[computer-go] 9x9 games wanted and the next big challenge
alain Baeckeroot
alain.baeckeroot at laposte.net
Sun Jul 8 04:16:17 PDT 2007
Le dimanche 8 juillet 2007 11:51, chrilly a écrit :
> If it would be really a big challenge, there would be some money.
There was a computer challenge with 1 million dollar prize during
many years, for a program abble to beat one professional choosen by the
sponsor. I don't know if it is still valid offer.
> In chess
> nowadays there is also no money. But once it was a good business and there
> was some considerable money for Deep Blue and on a smaller scale also for
> Hydra, there was Don's project at MIT, one got a big Cray for Cray-Blitz,
> Ken Thompson build a chess engine....
> Its like some hobbyst engineers and hobby-pilots would try to fly to the
> moon.
Titanic was build by professionals, and Noah's arch by an amateur ;-)
(Kon Tiki is a more recent and scientific exemple of incredible amateurish
success)
> Its probably only good for to write some academic papers. In this case its
> even an advantage that everything is so amateuristic. The general level is
> low and one can be the one-eyed king under blind ones.
If i remeber, last year you said something like "As a professional
programmer, i don't want to ruin my reputation with a poor go program" :-)

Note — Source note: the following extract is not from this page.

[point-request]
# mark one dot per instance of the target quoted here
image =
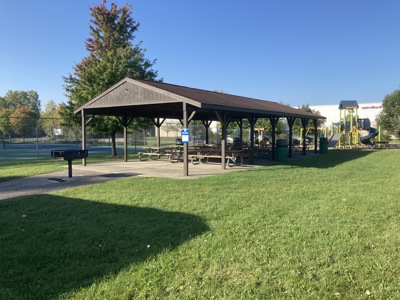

And the state of the art is: go programs are just dumb on 19x19, lots
of research are needed, but more engeneering power would probably do nothing.
>
> Its clear to me that things are as they are in the West. Go is played only
> by a small freak community. But if it is so important in China/Korea/Japan
> why is'nt there something like Fritz and ChessBase? Or does it exist and we
> are living in a completly other Go-world?
Some dozens of 9x9 pro games are at http://gobase.org/9x9/
There are databases of nearly 50000 pro games on 19X19, this should be good
enough for some years in computer go. 9x9 is a teaching tool, or a fun tactical
exercice, but it is not Go because of lack of strategy.